A lot of religious people (including more than a few supposed Christians!) are afraid of difference, they're afraid of outsiders, they're afraid of behaviors that they see as questionable. This fear might be perfectly reasonable - unless you're a follower of Jesus. If you're a follower of Jesus, then the question changes, it flips: why aren't you eating with tax collectors and sinners? When you aren't eating with sinners, you aren't eating with Jesus. 

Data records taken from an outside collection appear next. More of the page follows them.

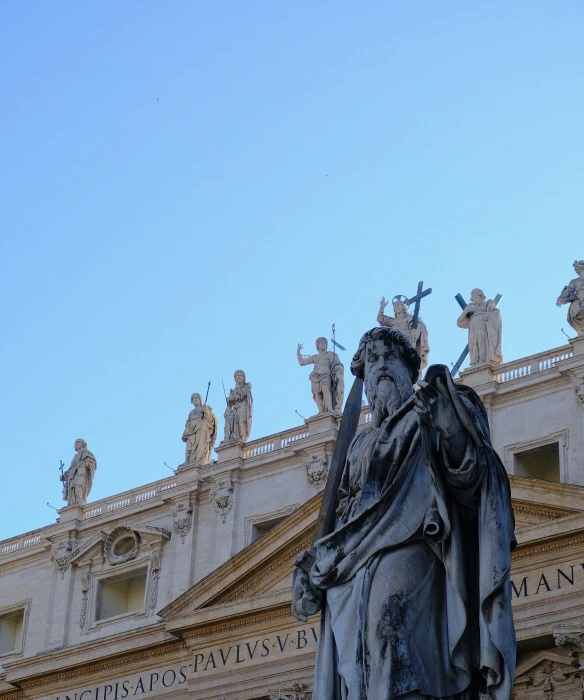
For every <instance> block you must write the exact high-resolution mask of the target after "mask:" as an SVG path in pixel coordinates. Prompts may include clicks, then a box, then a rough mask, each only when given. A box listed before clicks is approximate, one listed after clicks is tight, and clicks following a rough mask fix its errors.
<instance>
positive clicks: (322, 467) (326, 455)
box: [303, 454, 328, 489]
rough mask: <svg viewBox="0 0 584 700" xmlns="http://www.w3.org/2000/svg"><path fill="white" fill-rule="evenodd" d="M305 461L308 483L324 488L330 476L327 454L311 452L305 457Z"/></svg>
mask: <svg viewBox="0 0 584 700" xmlns="http://www.w3.org/2000/svg"><path fill="white" fill-rule="evenodd" d="M303 462H304V468H305V469H306V480H307V481H308V483H309V484H310V485H311V486H312V487H313V488H315V489H321V488H323V487H324V485H325V484H326V478H327V476H328V459H327V455H326V454H311V455H308V456H306V457H304V459H303Z"/></svg>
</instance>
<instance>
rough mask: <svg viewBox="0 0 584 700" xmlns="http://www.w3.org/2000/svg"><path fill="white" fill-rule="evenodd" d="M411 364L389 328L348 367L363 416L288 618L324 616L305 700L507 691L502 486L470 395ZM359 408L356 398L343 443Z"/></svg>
mask: <svg viewBox="0 0 584 700" xmlns="http://www.w3.org/2000/svg"><path fill="white" fill-rule="evenodd" d="M419 369H420V358H419V355H418V354H417V353H416V352H415V350H414V349H413V348H412V347H411V345H410V344H409V342H408V340H407V339H406V338H405V337H404V336H403V335H402V334H401V333H400V332H399V331H397V330H395V329H393V328H386V327H380V328H379V327H378V328H374V329H372V330H370V331H368V332H367V333H365V334H364V335H363V337H362V338H361V341H360V343H359V347H358V349H357V352H356V353H355V355H354V357H353V361H352V363H351V372H352V373H353V374H354V375H355V376H356V377H357V378H361V379H363V380H364V387H365V393H366V396H367V400H368V402H369V405H370V406H371V411H372V422H371V423H370V424H368V425H367V426H366V427H365V428H363V429H362V430H361V431H360V432H359V433H358V434H357V435H356V436H355V437H354V438H353V439H352V441H351V442H350V445H349V446H348V448H347V453H346V456H345V455H343V454H342V450H341V452H340V453H339V456H340V459H339V461H336V460H337V459H338V457H337V452H336V450H335V456H334V457H333V461H332V462H331V467H330V471H329V480H332V481H329V483H327V490H325V500H324V502H323V507H324V509H325V515H324V517H323V518H322V520H321V519H320V517H319V522H323V523H328V522H330V523H331V525H330V528H329V529H328V531H327V529H326V527H325V531H324V532H323V533H322V536H321V537H320V538H319V539H317V540H316V542H315V543H314V545H313V549H312V551H311V553H304V554H302V555H301V556H300V559H304V563H302V562H301V561H300V560H297V568H296V569H295V573H294V582H293V591H292V601H293V602H292V612H293V614H294V615H295V616H296V617H297V618H298V619H300V620H302V621H306V619H307V614H312V613H314V612H316V611H318V610H319V609H321V611H322V612H321V614H322V619H321V634H320V636H319V639H318V647H317V655H316V669H315V681H314V694H313V700H390V699H393V698H398V697H403V698H404V700H406V699H407V700H421V699H422V698H424V699H428V698H443V699H445V698H452V699H454V698H457V699H459V700H462V699H466V700H474V699H476V700H478V698H479V692H480V693H486V694H488V697H489V698H492V699H493V700H509V698H510V697H511V692H512V686H513V678H514V669H515V634H514V628H513V617H512V612H511V587H510V569H511V549H512V548H513V547H514V545H515V537H514V518H513V510H512V507H511V494H510V488H509V480H508V477H507V474H506V472H505V469H504V468H503V465H502V463H501V460H500V459H499V457H498V456H497V454H496V453H495V451H494V450H493V447H492V445H491V441H490V434H489V426H488V421H487V415H486V412H485V409H484V407H483V405H482V403H481V400H480V399H479V397H478V396H477V394H476V393H475V392H474V391H473V390H472V389H470V388H469V387H466V386H464V385H462V384H459V385H455V384H454V383H453V381H452V378H451V376H450V373H449V371H448V368H447V367H445V366H444V365H433V366H431V367H429V368H428V370H427V372H426V381H422V380H419ZM357 381H360V380H359V379H357V380H356V382H357ZM415 382H417V383H418V384H419V386H420V389H419V391H417V392H414V387H413V384H414V383H415ZM360 404H361V394H360V392H358V394H356V395H355V399H354V398H353V391H352V392H351V397H350V399H349V400H348V401H347V406H346V407H345V415H344V416H343V421H342V424H341V428H340V432H339V435H341V433H343V431H344V427H345V421H346V419H347V417H348V416H351V415H352V411H353V405H354V406H356V413H357V420H358V415H359V413H360ZM356 425H357V423H356V422H355V423H354V426H355V430H356ZM353 432H354V431H353ZM350 437H351V435H350V433H349V434H348V435H347V439H350ZM343 439H344V435H343ZM339 444H342V443H341V439H340V438H339V441H338V442H337V445H339ZM335 462H336V463H335ZM337 465H338V469H337ZM335 475H336V476H335ZM336 478H338V479H339V482H340V487H339V488H338V489H335V479H336ZM329 486H332V489H329ZM327 493H328V494H332V498H331V500H330V501H329V502H328V503H327ZM321 515H322V511H321ZM307 558H308V559H309V560H310V564H311V565H308V566H306V564H305V562H306V559H307Z"/></svg>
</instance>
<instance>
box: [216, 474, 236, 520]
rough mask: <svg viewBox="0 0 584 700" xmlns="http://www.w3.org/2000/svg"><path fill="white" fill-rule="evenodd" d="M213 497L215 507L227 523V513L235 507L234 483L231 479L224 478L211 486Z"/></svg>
mask: <svg viewBox="0 0 584 700" xmlns="http://www.w3.org/2000/svg"><path fill="white" fill-rule="evenodd" d="M211 498H212V499H213V509H214V511H215V512H216V513H217V514H218V515H219V517H220V518H221V521H222V522H223V523H225V522H226V521H227V515H228V513H229V511H230V510H231V509H232V508H233V483H232V482H231V479H222V480H220V481H218V482H217V484H216V485H215V486H213V487H212V488H211Z"/></svg>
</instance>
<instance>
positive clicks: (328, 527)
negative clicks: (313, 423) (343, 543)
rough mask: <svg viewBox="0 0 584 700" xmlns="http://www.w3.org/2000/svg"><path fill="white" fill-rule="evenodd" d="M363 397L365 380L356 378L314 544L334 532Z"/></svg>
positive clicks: (329, 479) (348, 399)
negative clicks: (339, 505)
mask: <svg viewBox="0 0 584 700" xmlns="http://www.w3.org/2000/svg"><path fill="white" fill-rule="evenodd" d="M362 396H363V380H362V379H359V378H358V377H356V378H355V381H354V382H353V386H352V387H351V391H350V393H349V396H348V398H347V402H346V404H345V410H344V411H343V417H342V419H341V425H340V428H339V432H338V433H337V441H336V443H335V451H334V452H333V457H332V459H331V464H330V467H329V473H328V477H327V481H326V486H325V488H324V494H323V497H322V503H321V506H320V511H319V514H318V520H317V521H316V530H315V533H314V540H313V542H316V541H317V540H319V539H320V538H321V537H325V536H326V535H328V534H329V533H330V532H331V531H332V527H333V524H334V520H335V501H336V498H337V493H338V490H339V486H340V485H341V478H342V476H343V470H344V468H345V462H346V460H347V453H348V452H349V446H350V445H351V442H352V441H353V438H354V437H355V433H356V432H357V426H358V425H359V418H360V416H361V397H362Z"/></svg>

Then, of course, the strange good news here is that you're a sinner too, dear reader. 

Obedience and the Cross

Revisiting Richard Hays' The Moral Vision of the New Testament in preparation for putting together a long study of Mark's gospel, I came across this gem:

Nowhere...does the Markan Jesus promulgate love as a distinctive mark of discipleship. The disciples are summoned to follow, and the single fundamental norm is laid down in the narrative of Jesus' own death on the cross. Unlike Paul and John, Mark nowhere explicitly interprets Jesus' death as an act of  "love." The way of the cross is simply the way of obedience to the will of God, and discipleship requires following that way regardless of cost or consequences. (84-85)

Nothing against love, of course, especially in the Christian life. Just interesting that it can't be used as an organizing principle for understanding who Christ is or what the nature of discipleship is according to the Gospel of Mark. Instead, obedience to death, a Pauline theme as well in places like Philippians 2.